Di Salvatore Cernunzio da Zenit
“Misericordia” a tutti i costi. Anche diventando troppo “perdonatori”. Non ha raccomandato altro Papa Francesco ai diaconi ai quali, stamane, ha conferito l’Ordinazione presbiterale nella Basilica vaticana. Sono 13 in totale i nuovi sacerdoti, di cui sei italiani, quattro dell’America Latina, uno dal Pakistan, uno dalla Corea del Sud, uno dal Vietnam. Undici provengono poi dai seminari diocesani di Roma: il Pontifico Seminario Romano Maggiore, l’Almo Collegio Capranica e il Redemptoris Mater.
Per l’Omelia, Bergoglio ha seguito le parole suggerite dal Rito di Ordinazione dei Presbiteri, non mancando però di soffermandosi a sottolinearne alcuni passaggi.
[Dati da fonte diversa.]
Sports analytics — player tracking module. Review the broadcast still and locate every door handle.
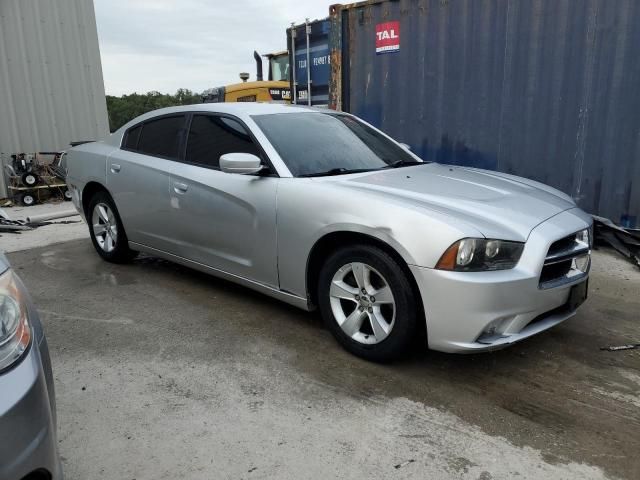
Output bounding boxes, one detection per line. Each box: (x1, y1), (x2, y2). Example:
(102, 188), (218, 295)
(173, 182), (189, 193)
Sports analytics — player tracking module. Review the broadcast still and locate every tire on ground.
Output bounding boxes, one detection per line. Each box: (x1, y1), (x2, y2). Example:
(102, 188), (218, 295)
(87, 191), (137, 263)
(318, 245), (419, 362)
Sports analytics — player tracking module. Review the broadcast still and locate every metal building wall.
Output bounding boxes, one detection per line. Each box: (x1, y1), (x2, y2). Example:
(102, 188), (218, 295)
(330, 0), (640, 227)
(0, 0), (109, 197)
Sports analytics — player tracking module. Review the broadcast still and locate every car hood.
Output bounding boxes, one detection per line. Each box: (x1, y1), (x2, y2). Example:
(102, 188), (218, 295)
(331, 163), (576, 241)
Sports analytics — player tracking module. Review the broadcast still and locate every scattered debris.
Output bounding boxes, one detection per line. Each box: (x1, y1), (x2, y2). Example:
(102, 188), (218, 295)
(600, 343), (640, 352)
(593, 215), (640, 267)
(0, 208), (79, 233)
(27, 210), (78, 224)
(0, 209), (31, 233)
(393, 458), (415, 470)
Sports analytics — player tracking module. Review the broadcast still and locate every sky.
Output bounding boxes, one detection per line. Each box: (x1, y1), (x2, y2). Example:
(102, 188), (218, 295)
(94, 0), (336, 95)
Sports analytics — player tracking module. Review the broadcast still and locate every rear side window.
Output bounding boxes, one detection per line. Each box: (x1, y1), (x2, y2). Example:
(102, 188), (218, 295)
(185, 115), (260, 168)
(123, 125), (142, 150)
(136, 115), (185, 159)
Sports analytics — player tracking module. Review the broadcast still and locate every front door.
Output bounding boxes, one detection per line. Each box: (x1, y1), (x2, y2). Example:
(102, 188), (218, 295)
(107, 114), (187, 250)
(162, 114), (279, 288)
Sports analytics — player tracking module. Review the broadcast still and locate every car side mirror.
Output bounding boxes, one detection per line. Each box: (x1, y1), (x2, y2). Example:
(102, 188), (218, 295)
(220, 153), (264, 175)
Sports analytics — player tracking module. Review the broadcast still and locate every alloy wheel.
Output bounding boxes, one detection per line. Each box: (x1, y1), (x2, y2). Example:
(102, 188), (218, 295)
(329, 262), (396, 345)
(91, 203), (118, 253)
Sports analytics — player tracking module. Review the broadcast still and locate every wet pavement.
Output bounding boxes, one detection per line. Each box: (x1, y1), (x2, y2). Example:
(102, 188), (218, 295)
(9, 239), (640, 480)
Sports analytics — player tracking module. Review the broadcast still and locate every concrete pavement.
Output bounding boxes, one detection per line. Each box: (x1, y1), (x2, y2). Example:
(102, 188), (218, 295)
(9, 239), (640, 480)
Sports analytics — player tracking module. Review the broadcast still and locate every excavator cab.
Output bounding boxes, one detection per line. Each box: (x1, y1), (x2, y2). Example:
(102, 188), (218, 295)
(202, 51), (291, 103)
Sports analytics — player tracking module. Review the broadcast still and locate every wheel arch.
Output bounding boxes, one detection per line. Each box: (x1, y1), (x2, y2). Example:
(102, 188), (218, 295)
(305, 230), (426, 329)
(81, 180), (113, 219)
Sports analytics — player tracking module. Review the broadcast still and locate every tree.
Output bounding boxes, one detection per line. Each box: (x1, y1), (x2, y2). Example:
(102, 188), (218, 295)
(107, 88), (202, 132)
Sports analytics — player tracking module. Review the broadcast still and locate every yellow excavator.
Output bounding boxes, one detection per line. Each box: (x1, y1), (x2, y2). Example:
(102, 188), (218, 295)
(202, 51), (291, 103)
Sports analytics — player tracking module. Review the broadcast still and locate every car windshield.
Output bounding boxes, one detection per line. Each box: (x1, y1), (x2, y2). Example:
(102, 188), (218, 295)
(253, 112), (419, 177)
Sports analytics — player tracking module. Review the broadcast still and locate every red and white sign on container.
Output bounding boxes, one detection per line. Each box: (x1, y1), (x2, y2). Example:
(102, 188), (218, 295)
(376, 22), (400, 53)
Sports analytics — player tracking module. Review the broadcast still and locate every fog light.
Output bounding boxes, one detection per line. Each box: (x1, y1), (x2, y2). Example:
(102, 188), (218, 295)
(573, 255), (591, 273)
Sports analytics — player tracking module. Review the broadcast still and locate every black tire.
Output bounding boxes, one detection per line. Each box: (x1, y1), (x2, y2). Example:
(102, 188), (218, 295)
(318, 245), (419, 362)
(21, 172), (40, 187)
(87, 191), (137, 263)
(18, 192), (38, 207)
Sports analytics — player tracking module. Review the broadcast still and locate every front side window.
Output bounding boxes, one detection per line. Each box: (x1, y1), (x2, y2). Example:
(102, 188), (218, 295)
(253, 112), (420, 177)
(122, 125), (142, 150)
(185, 115), (260, 168)
(137, 115), (185, 159)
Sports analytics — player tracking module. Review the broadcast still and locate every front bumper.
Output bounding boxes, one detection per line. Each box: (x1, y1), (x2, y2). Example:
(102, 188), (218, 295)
(0, 330), (62, 480)
(410, 208), (591, 353)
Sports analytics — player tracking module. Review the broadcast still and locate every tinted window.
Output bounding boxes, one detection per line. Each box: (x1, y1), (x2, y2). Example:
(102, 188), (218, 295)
(253, 112), (419, 176)
(137, 115), (185, 158)
(185, 115), (260, 168)
(123, 125), (142, 150)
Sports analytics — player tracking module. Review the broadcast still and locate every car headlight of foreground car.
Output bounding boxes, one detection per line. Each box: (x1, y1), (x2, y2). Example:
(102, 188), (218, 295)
(436, 238), (524, 272)
(0, 270), (31, 373)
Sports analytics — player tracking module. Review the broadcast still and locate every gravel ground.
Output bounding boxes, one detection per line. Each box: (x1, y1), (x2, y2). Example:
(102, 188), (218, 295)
(5, 236), (640, 480)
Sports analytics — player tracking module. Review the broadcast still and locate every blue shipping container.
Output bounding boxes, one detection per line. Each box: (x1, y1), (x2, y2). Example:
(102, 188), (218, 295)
(329, 0), (640, 227)
(287, 19), (331, 106)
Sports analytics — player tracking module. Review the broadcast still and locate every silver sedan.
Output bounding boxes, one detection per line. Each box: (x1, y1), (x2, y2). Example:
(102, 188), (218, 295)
(67, 104), (592, 361)
(0, 253), (62, 480)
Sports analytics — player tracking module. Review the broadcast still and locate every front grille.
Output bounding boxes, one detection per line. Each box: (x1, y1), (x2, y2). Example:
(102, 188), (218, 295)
(539, 232), (592, 289)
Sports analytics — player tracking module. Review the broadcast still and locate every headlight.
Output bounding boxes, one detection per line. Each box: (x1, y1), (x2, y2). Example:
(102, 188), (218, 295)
(0, 270), (31, 372)
(436, 238), (524, 272)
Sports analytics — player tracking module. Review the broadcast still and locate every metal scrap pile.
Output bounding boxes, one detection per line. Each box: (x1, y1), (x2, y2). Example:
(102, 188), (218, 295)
(593, 215), (640, 267)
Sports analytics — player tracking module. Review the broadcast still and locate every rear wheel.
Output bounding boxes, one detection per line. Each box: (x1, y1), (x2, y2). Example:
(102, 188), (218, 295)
(318, 245), (418, 361)
(87, 192), (136, 263)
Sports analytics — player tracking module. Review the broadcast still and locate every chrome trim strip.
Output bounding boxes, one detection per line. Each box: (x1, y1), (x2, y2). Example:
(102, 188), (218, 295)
(129, 242), (311, 311)
(544, 243), (589, 265)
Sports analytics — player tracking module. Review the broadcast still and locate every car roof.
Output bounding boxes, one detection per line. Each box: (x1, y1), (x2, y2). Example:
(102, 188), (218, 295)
(102, 102), (327, 145)
(127, 102), (317, 125)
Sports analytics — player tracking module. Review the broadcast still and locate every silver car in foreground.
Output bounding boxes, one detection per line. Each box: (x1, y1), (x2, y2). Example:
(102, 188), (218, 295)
(67, 103), (592, 361)
(0, 253), (62, 480)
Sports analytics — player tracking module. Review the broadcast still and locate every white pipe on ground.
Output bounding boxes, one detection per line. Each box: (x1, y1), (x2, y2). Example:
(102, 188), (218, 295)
(27, 210), (80, 223)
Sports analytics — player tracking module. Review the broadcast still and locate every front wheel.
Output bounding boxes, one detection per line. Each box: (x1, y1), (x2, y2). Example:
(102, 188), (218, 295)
(318, 245), (418, 362)
(87, 192), (136, 263)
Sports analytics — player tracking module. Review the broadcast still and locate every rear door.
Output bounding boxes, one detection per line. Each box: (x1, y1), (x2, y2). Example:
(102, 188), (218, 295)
(107, 114), (187, 251)
(168, 113), (279, 288)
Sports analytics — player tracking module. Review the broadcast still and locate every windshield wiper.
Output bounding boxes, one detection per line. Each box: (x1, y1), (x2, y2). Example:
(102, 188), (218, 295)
(382, 160), (427, 168)
(298, 167), (375, 177)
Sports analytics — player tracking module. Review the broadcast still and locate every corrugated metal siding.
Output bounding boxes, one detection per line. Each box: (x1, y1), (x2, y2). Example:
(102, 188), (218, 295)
(0, 0), (109, 196)
(331, 0), (640, 226)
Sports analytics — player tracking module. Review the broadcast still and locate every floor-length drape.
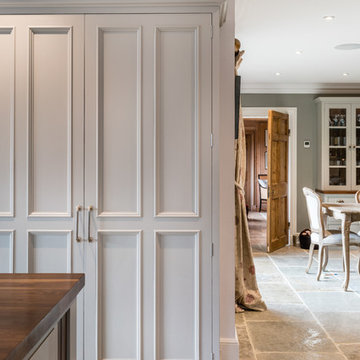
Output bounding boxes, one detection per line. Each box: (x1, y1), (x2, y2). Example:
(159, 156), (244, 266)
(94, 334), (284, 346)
(235, 97), (266, 311)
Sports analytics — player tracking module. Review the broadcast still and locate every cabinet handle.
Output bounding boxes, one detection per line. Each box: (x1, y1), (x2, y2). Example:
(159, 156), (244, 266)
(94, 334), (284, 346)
(75, 205), (82, 242)
(88, 205), (94, 242)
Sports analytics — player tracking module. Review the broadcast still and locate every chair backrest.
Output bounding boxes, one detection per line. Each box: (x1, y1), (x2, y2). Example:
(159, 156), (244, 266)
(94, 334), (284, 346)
(355, 190), (360, 204)
(303, 187), (324, 236)
(258, 174), (267, 180)
(258, 179), (267, 201)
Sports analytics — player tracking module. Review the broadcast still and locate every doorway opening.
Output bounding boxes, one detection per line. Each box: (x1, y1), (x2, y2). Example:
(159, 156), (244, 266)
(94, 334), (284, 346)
(242, 107), (297, 252)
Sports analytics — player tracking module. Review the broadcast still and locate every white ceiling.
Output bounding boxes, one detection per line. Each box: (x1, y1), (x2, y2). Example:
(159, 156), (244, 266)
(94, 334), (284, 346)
(235, 0), (360, 92)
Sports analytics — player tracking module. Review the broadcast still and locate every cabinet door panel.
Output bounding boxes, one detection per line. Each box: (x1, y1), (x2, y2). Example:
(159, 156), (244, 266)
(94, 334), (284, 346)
(84, 14), (211, 360)
(0, 15), (84, 359)
(323, 104), (354, 190)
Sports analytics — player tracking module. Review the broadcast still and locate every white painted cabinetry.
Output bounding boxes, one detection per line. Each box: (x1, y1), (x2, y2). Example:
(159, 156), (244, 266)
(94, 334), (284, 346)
(315, 97), (360, 232)
(0, 14), (213, 360)
(315, 97), (360, 192)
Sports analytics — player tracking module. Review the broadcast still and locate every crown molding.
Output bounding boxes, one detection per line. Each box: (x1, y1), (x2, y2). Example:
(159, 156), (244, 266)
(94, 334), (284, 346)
(0, 0), (227, 19)
(241, 81), (360, 94)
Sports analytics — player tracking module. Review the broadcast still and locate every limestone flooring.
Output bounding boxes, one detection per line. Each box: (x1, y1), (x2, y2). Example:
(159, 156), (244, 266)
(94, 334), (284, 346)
(236, 246), (360, 360)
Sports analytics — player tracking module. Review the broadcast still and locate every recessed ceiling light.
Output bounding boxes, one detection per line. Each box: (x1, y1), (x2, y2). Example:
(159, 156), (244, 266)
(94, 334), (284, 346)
(335, 43), (360, 50)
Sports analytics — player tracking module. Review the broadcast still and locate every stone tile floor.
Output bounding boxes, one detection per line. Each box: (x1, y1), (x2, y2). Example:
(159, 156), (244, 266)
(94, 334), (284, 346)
(236, 246), (360, 360)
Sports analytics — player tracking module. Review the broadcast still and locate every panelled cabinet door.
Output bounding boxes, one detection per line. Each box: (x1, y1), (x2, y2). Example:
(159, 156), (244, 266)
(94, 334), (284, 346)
(0, 15), (84, 358)
(84, 14), (212, 360)
(351, 103), (360, 190)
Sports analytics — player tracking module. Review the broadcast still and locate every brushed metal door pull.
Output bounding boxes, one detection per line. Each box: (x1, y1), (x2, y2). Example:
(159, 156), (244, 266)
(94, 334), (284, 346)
(75, 205), (82, 242)
(88, 205), (94, 242)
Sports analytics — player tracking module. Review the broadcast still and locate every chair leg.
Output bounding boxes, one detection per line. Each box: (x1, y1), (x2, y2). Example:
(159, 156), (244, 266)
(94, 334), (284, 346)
(305, 243), (315, 273)
(323, 246), (329, 271)
(316, 244), (324, 281)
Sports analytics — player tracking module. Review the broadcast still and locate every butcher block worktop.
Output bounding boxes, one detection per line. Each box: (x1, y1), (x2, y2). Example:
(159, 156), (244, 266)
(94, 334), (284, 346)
(0, 274), (85, 360)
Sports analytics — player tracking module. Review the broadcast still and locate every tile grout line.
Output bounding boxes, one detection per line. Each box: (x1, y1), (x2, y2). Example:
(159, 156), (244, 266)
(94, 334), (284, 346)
(266, 254), (347, 360)
(244, 310), (258, 360)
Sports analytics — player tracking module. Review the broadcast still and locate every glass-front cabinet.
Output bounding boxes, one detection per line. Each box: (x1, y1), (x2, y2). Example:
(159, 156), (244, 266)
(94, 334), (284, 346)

Innanzitutto, il Santo Padre ha ricordato la missione di chi è chiamato all’ordine del presbiterato: cioè essere e agire come il Signore Gesù, “il solo sommo sacerdote del Nuovo Testamento”; in virtù del quale “tutto il popolo santo di Dio è stato costituito popolo sacerdotale”. Cristo poi sceglie alcuni in particolare tra tutti i suoi discepoli, affinché “continuassero la sua personale missione di maestro, sacerdote e pastore”.
Un mandato altissimo, dunque: cooperare “al servizio di Cristo maestro, sacerdote e pastore”, “a edificare il corpo di Cristo, che è la Chiesa, in popolo di Dio e tempio santo dello Spirito”. “Consacrati come veri sacerdoti del Nuovo Testamento”, ha rimarcato il Papa, i neo sacerdoti saranno “predicatori del Vangelo, pastori del popolo di Dio, e presiederanno le azioni di culto”.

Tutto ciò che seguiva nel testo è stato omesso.